Use Tracking Systems
Based on 12-month research conducted by the University of Alberta, Edmonton, GPS trackers, and other similar technologies are among the best practices to alleviate caregiver worry over dementia wandering. Watches, in-shoe tracking, and compact, pocket-friendly gadgets that adhere to garments are some of the frequently used options for GPS monitoring devices for dementia individuals. Use that for elevated peace of mind.

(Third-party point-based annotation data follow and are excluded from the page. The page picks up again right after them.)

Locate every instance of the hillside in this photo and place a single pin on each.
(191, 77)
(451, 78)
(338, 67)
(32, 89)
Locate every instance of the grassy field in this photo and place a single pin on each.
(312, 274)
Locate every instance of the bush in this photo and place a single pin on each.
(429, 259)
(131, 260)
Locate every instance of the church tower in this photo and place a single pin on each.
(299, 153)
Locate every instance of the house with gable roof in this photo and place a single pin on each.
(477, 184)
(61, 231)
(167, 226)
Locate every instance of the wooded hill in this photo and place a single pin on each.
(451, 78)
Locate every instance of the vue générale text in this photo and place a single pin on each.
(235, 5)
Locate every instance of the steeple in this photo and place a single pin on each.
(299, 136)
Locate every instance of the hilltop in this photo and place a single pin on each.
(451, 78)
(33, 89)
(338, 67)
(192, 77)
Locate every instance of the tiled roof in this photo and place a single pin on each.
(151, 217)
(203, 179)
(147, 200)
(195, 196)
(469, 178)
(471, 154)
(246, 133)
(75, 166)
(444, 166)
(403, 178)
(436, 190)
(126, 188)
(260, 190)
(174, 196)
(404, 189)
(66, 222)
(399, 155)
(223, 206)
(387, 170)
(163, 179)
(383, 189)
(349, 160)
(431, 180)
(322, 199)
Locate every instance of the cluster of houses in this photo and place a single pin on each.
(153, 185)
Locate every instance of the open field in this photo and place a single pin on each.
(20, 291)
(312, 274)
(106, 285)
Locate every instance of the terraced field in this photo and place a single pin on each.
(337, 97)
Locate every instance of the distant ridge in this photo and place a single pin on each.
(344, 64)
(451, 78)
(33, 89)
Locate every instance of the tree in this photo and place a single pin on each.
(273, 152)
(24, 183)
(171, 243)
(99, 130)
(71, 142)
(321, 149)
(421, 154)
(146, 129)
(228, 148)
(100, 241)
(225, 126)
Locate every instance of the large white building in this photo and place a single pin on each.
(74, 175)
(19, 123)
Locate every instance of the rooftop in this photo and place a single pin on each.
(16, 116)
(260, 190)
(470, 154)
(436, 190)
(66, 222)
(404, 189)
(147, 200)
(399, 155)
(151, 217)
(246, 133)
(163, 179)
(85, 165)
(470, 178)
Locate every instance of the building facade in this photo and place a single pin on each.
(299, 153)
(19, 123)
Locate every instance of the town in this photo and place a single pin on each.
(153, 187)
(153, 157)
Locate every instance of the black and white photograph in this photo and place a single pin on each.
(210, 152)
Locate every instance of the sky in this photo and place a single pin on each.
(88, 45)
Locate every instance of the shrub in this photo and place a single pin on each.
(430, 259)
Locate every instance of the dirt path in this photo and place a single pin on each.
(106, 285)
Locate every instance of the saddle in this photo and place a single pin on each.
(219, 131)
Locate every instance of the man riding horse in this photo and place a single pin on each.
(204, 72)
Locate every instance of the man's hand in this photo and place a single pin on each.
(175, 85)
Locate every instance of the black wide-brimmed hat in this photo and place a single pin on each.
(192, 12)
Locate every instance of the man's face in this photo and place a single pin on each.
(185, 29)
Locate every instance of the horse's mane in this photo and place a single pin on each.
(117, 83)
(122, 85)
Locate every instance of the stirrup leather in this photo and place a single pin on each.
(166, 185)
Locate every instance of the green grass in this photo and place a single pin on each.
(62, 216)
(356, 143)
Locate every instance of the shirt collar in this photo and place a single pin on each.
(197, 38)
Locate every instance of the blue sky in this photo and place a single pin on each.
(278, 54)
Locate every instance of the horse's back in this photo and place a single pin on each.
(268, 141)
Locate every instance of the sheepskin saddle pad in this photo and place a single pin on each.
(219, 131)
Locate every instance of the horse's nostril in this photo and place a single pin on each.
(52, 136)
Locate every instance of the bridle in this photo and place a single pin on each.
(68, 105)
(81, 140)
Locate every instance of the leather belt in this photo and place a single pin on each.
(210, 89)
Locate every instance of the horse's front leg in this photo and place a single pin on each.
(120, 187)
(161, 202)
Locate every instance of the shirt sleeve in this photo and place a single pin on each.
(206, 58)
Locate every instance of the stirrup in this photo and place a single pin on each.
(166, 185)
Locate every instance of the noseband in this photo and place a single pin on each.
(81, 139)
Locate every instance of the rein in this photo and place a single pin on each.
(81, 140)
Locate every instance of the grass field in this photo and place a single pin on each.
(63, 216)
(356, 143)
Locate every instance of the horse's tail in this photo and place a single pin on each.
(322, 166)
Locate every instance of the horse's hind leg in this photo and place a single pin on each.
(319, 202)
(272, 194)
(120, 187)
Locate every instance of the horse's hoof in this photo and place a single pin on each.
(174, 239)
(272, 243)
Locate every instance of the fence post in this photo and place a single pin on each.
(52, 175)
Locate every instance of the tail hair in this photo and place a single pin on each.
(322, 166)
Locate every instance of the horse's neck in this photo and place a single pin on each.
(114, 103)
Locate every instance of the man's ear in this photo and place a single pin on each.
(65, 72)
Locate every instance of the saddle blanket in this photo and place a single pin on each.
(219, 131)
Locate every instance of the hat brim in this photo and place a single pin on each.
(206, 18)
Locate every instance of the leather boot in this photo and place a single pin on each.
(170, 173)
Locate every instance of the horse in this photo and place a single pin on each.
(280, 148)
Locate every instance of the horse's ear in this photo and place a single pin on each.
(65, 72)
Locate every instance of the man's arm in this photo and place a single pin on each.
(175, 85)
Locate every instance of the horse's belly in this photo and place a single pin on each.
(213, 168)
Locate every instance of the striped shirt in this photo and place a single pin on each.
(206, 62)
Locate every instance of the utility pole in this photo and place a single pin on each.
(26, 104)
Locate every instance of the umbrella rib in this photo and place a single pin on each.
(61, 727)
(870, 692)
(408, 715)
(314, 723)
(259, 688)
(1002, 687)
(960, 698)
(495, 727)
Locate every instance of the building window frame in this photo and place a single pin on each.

Join a Memory Care Community
It may become dangerous for your dementia-affected parent to live alone as their cognitive impairment progresses. This is particularly so if they’re at risk of straying. Persons with Alzheimer’s disease and other forms of dementia can be housed and cared for 24/7 in living communities with memory care programs. Such communities often include exciting activities and useful interventions to help their residents avoid wandering, as well as provide a safe setting for those who tend to roam.
Have All Vital Documents on Hand
Keep a file of crucial documents and distribute them to family caregivers and home care staff. This might contain the latest, close-up shot of your loved one, as well as current medical information to provide to authorities in the event of an emergency.
You should also include a list of persons to contact for assistance, such as close friends and relatives, as well as a list of destinations your dementia-affected family member might roam to. Think addresses of old homes, offices, favorite diners, or religious sites. A wandering information sheet that tracks the characteristics and actions of your parents or grandparents could also be handy.
Pool in All Possible Resources to Help
Request friends, relatives, and acquaintances to call if they spot the individual unaccompanied ahead of time. Enrolling your loved one in local dementia wandering response program is also a good idea.
You might also wish to notify the town sheriff’s department that your loved one suffers from dementia and is prone to wandering. Officers will retain your submitted information so that they can be quickly identified if anybody reports an elderly who appears lost, disoriented, or in distress.
Remember to call 911 as soon as possible because dementia wanderers’ chances of survival drop after 24 hours. Inform them that your family member has dementia and give whatever documentation you have prepared in advance.
Caregivers like yourself can better curb anxiety in the case of an emergency by being prepared for Alzheimer’s wandering. Using tracking systems to your advantage or enrolling your loved one in an elderly living community that provides memory care service can help a great deal. Bookmark this article for easy reference in the future!